I'm struggling with a little Java Project:
I made a Program which autofills a PDF Formular. Mostly everything works fine for me, but there is a Problem: In this PDF Formular (which is given from my company, so I have to deal with this document) is a equation Field, which is used for calculation the Costs from Number of Items and the single Price. When I insert the Price of a single Item as a String to my PDF
public void setEinzelpreis(String Einzelpreis)
{
try {
fieldList.get(30).setValue(Einzelpreis);
...
There should be the single Price on the empty field in the first row. The last Cell of the row is auto-calculated by the pdf.
When I Click in the PDF in the "empty" Field, the Value appears:
When I click to another Field, the Value disappears. This is my Problem.
I'm getting the FieldList via pdfbox and the Code for getting my fieldList of the PFD is:
try {
pdfTemplate = PDDocument.load(template);
PDDocumentCatalog docCatalog = pdfTemplate.getDocumentCatalog();
PDAcroForm acroForm = docCatalog.getAcroForm();
if (acroForm != null)
{
// Get field names
fieldList = acroForm.getFields();
}
...
So, can anybody tell what I'm doing wrong? Maybe the PDF wants a double Value for the equation and I am giving a String? But I don't know how to write a double in the FieldList. Thanks a lot for every hint!
Edit:
The PDF File which I'm using:
https://1drv.ms/b/s!Av6exjPNXlgOioouAuXL6QV4eUGkqg?e=ocfhvC
And this is the file I generated:
https://1drv.ms/b/s!Av6exjPNXlgOioovK-HuRuXW2aRy_w?e=D1ZCA8
The strange thing is: when I change the value in the document by hand, everything acts normal, even with a different Document Viewer.
First of all, the AcroForm form structure in your PDF is weird.

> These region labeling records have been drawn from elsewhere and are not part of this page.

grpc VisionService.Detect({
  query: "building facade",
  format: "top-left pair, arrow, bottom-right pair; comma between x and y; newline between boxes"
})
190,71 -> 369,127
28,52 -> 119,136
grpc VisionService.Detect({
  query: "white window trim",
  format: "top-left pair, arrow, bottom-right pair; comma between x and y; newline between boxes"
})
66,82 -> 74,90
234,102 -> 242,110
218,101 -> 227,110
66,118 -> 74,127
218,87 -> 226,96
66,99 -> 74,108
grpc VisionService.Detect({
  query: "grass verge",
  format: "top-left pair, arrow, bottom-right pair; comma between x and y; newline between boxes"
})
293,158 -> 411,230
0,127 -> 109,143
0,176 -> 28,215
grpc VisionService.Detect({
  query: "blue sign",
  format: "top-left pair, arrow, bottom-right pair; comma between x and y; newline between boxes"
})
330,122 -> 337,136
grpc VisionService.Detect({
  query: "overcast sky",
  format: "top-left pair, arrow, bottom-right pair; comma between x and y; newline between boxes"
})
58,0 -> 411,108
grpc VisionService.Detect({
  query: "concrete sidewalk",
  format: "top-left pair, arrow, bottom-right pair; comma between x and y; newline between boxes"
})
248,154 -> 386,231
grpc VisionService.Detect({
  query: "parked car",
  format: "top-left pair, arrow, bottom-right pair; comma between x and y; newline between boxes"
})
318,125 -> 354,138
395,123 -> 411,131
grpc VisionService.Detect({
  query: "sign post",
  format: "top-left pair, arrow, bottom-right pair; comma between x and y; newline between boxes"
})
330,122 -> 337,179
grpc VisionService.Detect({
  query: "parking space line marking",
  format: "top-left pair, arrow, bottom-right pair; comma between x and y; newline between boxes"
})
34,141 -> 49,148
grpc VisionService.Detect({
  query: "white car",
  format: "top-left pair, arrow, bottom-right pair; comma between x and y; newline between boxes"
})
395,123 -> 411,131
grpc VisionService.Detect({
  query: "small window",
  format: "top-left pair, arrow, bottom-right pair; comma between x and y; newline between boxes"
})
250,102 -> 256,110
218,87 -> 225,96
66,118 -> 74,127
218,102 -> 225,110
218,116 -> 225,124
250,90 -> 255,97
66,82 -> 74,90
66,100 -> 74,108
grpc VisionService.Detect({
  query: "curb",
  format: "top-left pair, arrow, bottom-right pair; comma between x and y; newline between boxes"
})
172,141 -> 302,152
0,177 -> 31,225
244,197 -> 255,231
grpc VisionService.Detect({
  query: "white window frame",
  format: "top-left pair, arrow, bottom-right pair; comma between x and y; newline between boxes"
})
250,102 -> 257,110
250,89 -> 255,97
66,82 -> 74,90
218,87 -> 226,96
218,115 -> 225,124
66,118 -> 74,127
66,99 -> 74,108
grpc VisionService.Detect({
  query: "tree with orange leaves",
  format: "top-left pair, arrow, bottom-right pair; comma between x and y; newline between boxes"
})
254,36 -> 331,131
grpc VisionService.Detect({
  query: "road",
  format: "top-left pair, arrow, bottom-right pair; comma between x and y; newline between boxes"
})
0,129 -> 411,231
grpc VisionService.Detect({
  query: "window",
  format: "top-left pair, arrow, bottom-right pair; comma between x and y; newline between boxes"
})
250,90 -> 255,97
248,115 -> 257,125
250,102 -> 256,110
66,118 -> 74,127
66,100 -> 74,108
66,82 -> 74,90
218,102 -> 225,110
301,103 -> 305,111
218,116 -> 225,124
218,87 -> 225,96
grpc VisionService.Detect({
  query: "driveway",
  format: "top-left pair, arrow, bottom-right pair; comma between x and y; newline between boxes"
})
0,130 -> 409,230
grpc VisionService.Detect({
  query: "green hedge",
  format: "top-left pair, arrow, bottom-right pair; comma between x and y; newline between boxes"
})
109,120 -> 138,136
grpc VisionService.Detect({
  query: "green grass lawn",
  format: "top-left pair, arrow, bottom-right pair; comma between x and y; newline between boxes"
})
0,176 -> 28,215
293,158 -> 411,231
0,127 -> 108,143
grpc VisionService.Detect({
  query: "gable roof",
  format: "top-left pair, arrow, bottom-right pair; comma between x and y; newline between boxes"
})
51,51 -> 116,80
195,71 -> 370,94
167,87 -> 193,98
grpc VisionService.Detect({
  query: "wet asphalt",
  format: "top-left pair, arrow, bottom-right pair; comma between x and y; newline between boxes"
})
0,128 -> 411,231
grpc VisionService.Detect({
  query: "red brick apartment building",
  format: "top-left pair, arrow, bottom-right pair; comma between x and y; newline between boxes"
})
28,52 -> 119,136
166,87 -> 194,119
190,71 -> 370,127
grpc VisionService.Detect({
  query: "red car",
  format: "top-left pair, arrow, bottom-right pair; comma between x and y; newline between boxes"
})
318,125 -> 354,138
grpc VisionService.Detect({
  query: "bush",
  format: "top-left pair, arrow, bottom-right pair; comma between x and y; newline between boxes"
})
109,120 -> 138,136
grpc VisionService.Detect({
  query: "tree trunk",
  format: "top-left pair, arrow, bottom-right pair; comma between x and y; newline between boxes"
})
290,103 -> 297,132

It looks like someone used a graphical form generation tool he did not understand and clicked, dragged, dropped, copied, ... until the form in a viewer did what he wanted, not caring about it having become difficult to maintain.
In particular the Einzelpreis fields have a completely unnecessary structure of intermediate and final fields, e.g.
Thus, the field Einzelpreis in € exkl USt1 (the '€' is missing in the tree above) is not the one to fill in, it's merely an intermediary field. The actual form field to fill in is Einzelpreis in € exkl USt1.0.0.0.0.
Unfortunately you in your code simply grab the 30th field in the field list returned by PDAcroForm, and this field happens to be the intermediary field Einzelpreis in € exkl USt1; as an intermediary field it has no visible widgets of its own, so your setValue call doesn't change the visible Einzelpreis.
The JavaScript instruction calculating the Gesamtpreis uses the value from the final field, too:
AFSimple_Calculate("PRD", new Array ("Anzahl1", "Einzelpreis in € exkl USt1.0.0.0.0"));
But as the field value is inheritable and none of the .0 fields has an own value, the calculation sees the 100 once form calculation has been triggered and uses it.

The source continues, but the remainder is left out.